Catherine Land liked the beginnings of things. The pure white possibility of the empty room, the first kiss, the first swipe at larceny. And endings, she liked endings, too. The drama of the smashing glass, the dead bird, the tearful goodbye, the last awful word which could never be unsaid or unremembered.
It was the middles that gave her pause. This, for all its forward momentum, this was a middle. The beginnings were sweet, the endings usually bitter, but the middles were only the tightrope you walked between the one and the other. No more than that.
The land flew away by her window, rushing horizontal flat with snow. The train jostled just enough so that, even though she held her head perfectly still, her earrings swayed and sparkled in the light.
He had sent a private car with a sitting room and a bedroom and electric lights. She had not seen another passenger, although she knew other people had to be on the train. She imagined them, sitting calmly in their seats, pale winter skin on gray horsehair, while in her car it was all red velvet and swagging and furbelows. Like a whorehouse, she thought. Like a whorehouse on wheels.

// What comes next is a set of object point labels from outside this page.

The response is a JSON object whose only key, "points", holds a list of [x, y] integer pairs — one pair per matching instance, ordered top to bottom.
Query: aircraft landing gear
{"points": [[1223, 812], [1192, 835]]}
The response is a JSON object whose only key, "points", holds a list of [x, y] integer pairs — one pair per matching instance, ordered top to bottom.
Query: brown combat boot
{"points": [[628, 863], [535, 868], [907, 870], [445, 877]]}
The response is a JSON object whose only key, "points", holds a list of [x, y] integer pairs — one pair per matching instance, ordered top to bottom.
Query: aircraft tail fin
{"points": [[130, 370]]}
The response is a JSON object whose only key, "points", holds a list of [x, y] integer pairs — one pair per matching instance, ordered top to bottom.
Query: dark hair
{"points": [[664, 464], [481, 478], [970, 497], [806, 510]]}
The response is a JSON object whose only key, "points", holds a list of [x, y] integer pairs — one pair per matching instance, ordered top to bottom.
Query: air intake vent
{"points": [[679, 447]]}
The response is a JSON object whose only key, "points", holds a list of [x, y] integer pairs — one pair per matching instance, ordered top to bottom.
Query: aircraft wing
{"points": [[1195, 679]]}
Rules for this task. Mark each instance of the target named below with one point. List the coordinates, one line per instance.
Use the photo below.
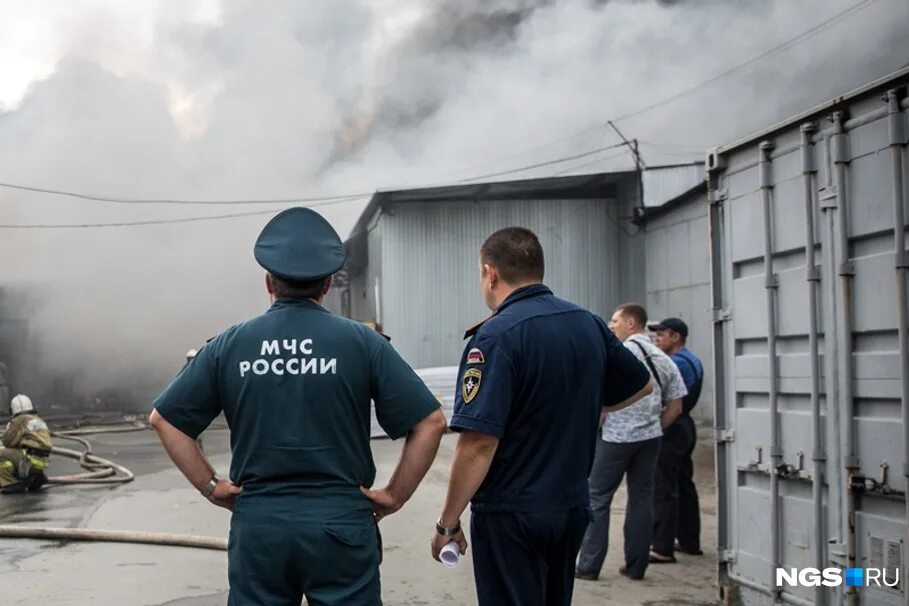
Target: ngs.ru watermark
(834, 577)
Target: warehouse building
(412, 255)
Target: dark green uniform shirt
(295, 386)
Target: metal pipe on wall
(897, 127)
(834, 474)
(771, 284)
(720, 415)
(846, 272)
(813, 277)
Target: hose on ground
(98, 470)
(113, 536)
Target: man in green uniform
(26, 449)
(295, 386)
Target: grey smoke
(331, 98)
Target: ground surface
(38, 573)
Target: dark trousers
(614, 460)
(526, 558)
(675, 450)
(688, 531)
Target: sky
(242, 100)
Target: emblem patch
(470, 384)
(475, 356)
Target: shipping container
(810, 350)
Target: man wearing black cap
(295, 385)
(676, 507)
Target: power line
(139, 223)
(542, 164)
(589, 164)
(321, 200)
(786, 45)
(314, 201)
(863, 4)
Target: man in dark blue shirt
(295, 385)
(676, 506)
(534, 379)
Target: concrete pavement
(160, 500)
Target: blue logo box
(855, 577)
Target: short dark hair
(634, 311)
(291, 289)
(516, 253)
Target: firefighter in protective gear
(26, 449)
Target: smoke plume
(240, 100)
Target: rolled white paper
(450, 554)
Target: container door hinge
(725, 435)
(721, 315)
(719, 196)
(837, 553)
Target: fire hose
(103, 471)
(98, 470)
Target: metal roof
(598, 185)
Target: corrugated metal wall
(678, 280)
(365, 277)
(664, 183)
(797, 428)
(430, 280)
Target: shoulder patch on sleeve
(475, 356)
(470, 384)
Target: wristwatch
(209, 488)
(448, 532)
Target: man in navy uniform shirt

They had left after dark and crept through the night, stopping often to clear drifts from the tracks. The porter had brought her a heavy, glistening meal, slabs of roast beef and shrimp on ice, lovely iced cakes which she ate at a folding table. No wine was offered and she didn’t ask for it. The hotel silver felt smooth and heavy in her hand, and she devoured everything that was brought to her.

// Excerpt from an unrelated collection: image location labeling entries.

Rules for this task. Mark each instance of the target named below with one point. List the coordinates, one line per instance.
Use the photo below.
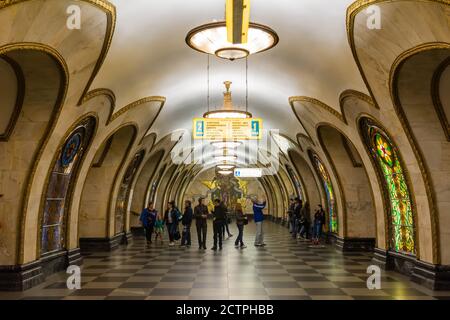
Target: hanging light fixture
(228, 110)
(235, 38)
(226, 144)
(225, 172)
(226, 158)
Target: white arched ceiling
(150, 40)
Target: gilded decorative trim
(435, 95)
(356, 94)
(19, 97)
(424, 169)
(64, 83)
(297, 171)
(135, 126)
(337, 176)
(152, 176)
(110, 11)
(348, 150)
(104, 153)
(345, 142)
(352, 11)
(316, 102)
(305, 137)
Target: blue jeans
(317, 230)
(239, 239)
(186, 237)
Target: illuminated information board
(227, 129)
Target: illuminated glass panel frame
(58, 191)
(388, 162)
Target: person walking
(319, 221)
(186, 221)
(226, 223)
(258, 217)
(201, 222)
(241, 221)
(159, 228)
(219, 215)
(171, 218)
(148, 218)
(305, 221)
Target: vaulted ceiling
(149, 56)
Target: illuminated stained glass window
(124, 191)
(62, 178)
(388, 161)
(329, 191)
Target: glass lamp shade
(211, 38)
(225, 167)
(225, 158)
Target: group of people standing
(299, 221)
(153, 222)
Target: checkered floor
(284, 269)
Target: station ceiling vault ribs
(149, 56)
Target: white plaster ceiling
(149, 56)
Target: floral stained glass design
(329, 191)
(401, 217)
(58, 188)
(124, 191)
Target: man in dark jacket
(258, 217)
(219, 215)
(186, 221)
(201, 219)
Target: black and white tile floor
(284, 269)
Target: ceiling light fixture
(225, 158)
(225, 167)
(235, 38)
(225, 172)
(226, 144)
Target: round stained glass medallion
(71, 149)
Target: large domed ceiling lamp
(225, 167)
(235, 38)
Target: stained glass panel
(400, 214)
(329, 191)
(61, 178)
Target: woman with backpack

In the morning, steaming eggs and ham and rolls and hot black coffee that burned her tongue, all brought by a silent Negro porter, served as though he were performing some subtle magic trick. She ate it all. There was nothing else to do, and the movement of the train was both hypnotic and ravishing, amplifying her appetites, as each rushing second brought her closer to the fruition of her long and complicated scheme.